The city of San Diego owns the land and maintains it so locals and tourists alike
can enjoy the area. Even airplanes coming from the north use Soledad to start
the downwind leg of their approach to the San Diego International Airport.
There’s just one problem: a top of this majestic mountain there is a 29-foot
cross.
The cross, known worldwide as a symbol of Christianity, has bothered at least
one atheist named Philip Paulson enough to incite more than a decade of litigation,
public debates and public votes. According to the San Diego Union-Tribune, “Paulson
has challenged the location of the cross since 1989, contending it is a violation
of the doctrine calling for the separation of church and state.”
Unfortunately, Paulson finally got his wish. The Union-Tribune reported last
week a federal judge “ordered the removal of the Mount Soledad cross from
property owned by the city of San Diego within 90 days — threatening to
fine the city $5,000 a day if it fails to comply.”
This recent example is not just a San Diego or Southern California issue. It’s
a national issue concerning a taboo topic: the separation of church and state.
We as a people have simply proven once again in this day and age there’s
a religion-phobia hurting us from within. Some people want to abolish anything
and everything Christian, even though that particular religion is embedded in
our history and culture.
Such abolition is what is causing frivolous lawsuits nationwide, such as taking
the phrase “under God” out of the Pledge of Allegiance, prohibiting
displays of the Bible’s Ten Commandments in courtrooms or disallowing the
nativity scene on public land.
The United States Constitution says freedom of religion, not freedom from religion.
People today misinterpret the Constitution’s original intent, which was
to prevent the state from mandating or banning a religion. None of the aforementioned
lawsuits ban or mandate Christianity.
The seemingly ridiculous modern view of church and state from today’s groups
like the American Civil Liberties Union is no government can perform any action
or make any policy seeming to prefer one religion above another.
The cross on Mount Soledad should not be taken down just because one disheartened
atheist, basing his doubts on a misinterpretation of the Constitution, has a
clever lawyer who convinced a federal judge. In fact, the majority has spoken
on this particular issue because 76 percent of San Diego voters in 2005 voted
to give Mount Soledad to the Interior Department as a veteran’s memorial.
This voters’ decision was later deemed unconstitutional.

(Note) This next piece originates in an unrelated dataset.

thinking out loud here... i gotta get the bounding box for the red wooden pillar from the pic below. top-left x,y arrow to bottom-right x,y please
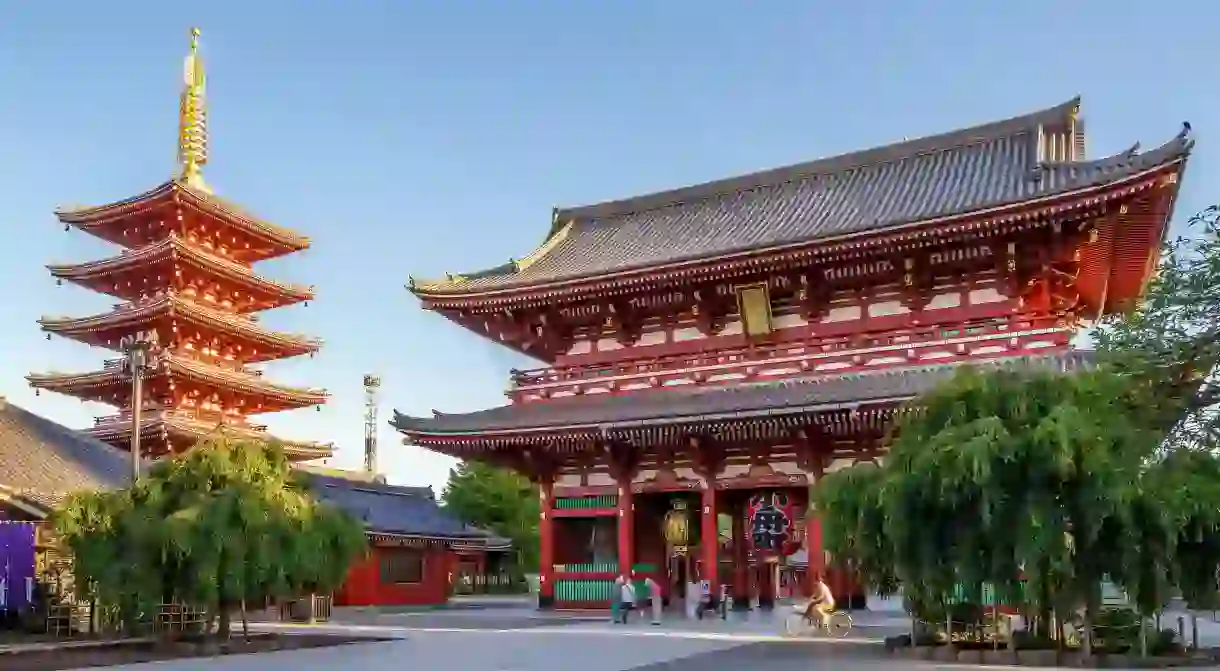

This brings forth another topic of the Soledad debate. Even though the cross
there is a Christian symbol, Mount Soledad was not erected back in 1954 for purposes
of religious observation but rather as Korean War memorial for its veterans and
all war veterans.
Taking it down would dishonor those who have died for the country and the thousands
buried nearby at Fort Rosecrans National Cemetery on San Diego’s Point
Loma peninsula. Fort Rosecrans is comparable to Arlington National Cemetery of
the West Coast where many fallen soldiers are buried.
Stop this religion-phobia, America. Honor your veterans, California. Fight to
keep Mount Soledad, San Diego.
What is irrational about this debate is not the superiority of different sects
of religion, but the inability for people to tolerate different beliefs.